El paseo del Muro se llenó ayer de lazos rojos desde por la mañana. El grupo convocó primero a sus socios a una ofrenda floral en el parque de Los Pericones, donde se ubica una placa conmemorativa en recuerdo de los fallecidos por el virus, y después aguardó con preocupación la cadena humana de por la tarde, que coincidía con el partido del Mundial. Acudieron, por suerte, varias decenas de voluntarios, entre ellos la edil socialista Natalia González; Monchu García, secretario general del PSOE en Gijón; Luis Manuel Flórez "Floro", candidato socialista a la alcaldía en la ciudad, y Ana Castaño, líder de Izquierda Unida en Gijón.

Durante su manifiesto, los afectados recordaron, también, que el comité asturiano ha servido estos años como "catalizador" para "la conquista de derechos de las minorías sexuales, las mujeres y las niñas, las personas excluidas, migrantes, personas en situación de prostitución y de las personas privadas de libertad", entre otras, y sus campañas de visibilización siguen siendo necesarias.

En este comunicado Fernández señaló, entre otros datos, que se calcula que uno de cada 300 españoles padece VIH y que, pese a ello, "un alto porcentaje de la población" manifiesto no conocer a ningún afectado. "Muchas personas con el virus no lo comparten por miedo a la discriminación o a perder el trabajo", razonaron. Otro dato: que el 36,3 por ciento del país se sentiría "incómodo" si un compañero de trabajo tuviese VIH. "Demasiadas personas con el VIH, viven lo que solo tendría que ser una patología crónica, como una realidad con sentimientos de miedo, culpa, soledad y autoestigma", lamentaron los convocantes en su manifiesto. Recordaron que, con los tratamientos actuales, el VIH puede ser indetectable en sangre y, con ello, intransmisible a otras personas.

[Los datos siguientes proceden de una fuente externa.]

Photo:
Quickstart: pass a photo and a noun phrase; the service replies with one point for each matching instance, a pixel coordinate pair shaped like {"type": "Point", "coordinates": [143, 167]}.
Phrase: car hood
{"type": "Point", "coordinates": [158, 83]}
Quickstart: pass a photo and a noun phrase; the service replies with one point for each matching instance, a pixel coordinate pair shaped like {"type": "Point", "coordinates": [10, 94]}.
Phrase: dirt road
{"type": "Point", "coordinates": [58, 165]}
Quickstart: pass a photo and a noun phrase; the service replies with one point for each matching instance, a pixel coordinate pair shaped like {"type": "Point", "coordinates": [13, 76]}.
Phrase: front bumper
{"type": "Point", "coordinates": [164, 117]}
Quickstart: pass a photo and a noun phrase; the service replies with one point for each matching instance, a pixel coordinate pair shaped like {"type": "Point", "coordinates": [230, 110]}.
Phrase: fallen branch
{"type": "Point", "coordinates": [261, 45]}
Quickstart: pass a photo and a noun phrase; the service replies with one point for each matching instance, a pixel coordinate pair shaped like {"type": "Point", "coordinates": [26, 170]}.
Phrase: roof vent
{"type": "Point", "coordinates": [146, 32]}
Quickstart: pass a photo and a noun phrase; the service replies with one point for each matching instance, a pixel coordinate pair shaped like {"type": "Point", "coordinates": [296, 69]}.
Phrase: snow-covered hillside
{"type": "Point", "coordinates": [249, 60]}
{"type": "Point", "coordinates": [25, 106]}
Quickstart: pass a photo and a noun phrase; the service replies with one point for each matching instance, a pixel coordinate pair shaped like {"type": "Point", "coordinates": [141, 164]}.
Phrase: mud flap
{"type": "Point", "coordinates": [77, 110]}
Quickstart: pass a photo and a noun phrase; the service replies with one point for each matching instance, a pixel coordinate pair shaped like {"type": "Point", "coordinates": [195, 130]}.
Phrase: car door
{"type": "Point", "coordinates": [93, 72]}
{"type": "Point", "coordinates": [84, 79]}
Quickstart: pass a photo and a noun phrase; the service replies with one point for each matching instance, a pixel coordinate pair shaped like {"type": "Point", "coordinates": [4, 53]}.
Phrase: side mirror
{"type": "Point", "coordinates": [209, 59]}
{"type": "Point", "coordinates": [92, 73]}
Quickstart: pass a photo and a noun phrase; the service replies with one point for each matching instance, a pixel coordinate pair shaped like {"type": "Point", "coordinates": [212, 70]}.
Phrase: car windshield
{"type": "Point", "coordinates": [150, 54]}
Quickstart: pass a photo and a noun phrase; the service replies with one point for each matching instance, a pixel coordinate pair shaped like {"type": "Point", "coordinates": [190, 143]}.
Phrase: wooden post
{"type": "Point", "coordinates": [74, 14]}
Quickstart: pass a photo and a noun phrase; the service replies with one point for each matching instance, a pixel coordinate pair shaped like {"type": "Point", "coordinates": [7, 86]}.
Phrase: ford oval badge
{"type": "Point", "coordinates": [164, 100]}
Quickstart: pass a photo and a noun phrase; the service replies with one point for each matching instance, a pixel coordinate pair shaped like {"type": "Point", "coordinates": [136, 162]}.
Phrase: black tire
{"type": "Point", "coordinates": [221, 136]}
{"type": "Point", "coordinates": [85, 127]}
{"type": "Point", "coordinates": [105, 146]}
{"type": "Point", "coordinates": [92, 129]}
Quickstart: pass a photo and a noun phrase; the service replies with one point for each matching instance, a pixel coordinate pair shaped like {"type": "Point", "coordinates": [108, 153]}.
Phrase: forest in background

Como reivindicaciones, los asturianos con VIH pidieron ayer crear la especialidad sanitaria de enfermedades infecciosas y alertaron del "resurgir de discursos, homófobos, machistas, tránsfobos, serófobos y xenófobos" y de que su colectivo aún es excluido "casi de forma sistemática de los ensayos clínicos de terapias innovadoras".

El Principado registró el año pasado 47 nuevas infecciones, un 80% de ellas en varones

P. Á.

La Consejería de Salud del Principado detectó el año pasado 47 nuevas infecciones del virus de inmunodeficiencia humana (VIH), una cifra similar a la registrada en 2020 e inferior a la de años anteriores a la pandemia de covid-19. La tasa de infección se situó en 4,6 casos por cada 100.000 habitantes. Del total de nuevos positivos, el 91,5 por ciento han sido por transmisión sexual. Por sexos, el 81 por ciento de los casos se ha diagnosticado en hombres y un 19 por ciento, en mujeres. La transmisión en hombres que tiene relaciones sexuales con hombres supone el 55,8 por ciento del total de las nuevas infecciones. La franja de población más afectada por las nuevas infecciones es la de hombres de 35 a 44 años. La directora general de Salud Pública, Lidia Clara Rodríguez, recomendó ayer que las personas que hayan tenido una exposición de riesgo soliciten una prueba en su centro de salud, o bien un test rápido en las farmacias habilitadas o en el Comité Antisida, "para empezar el tratamiento cuanto antes, en caso necesario". En Asturias, 2.656 personas estaban a tratamiento el año pasado.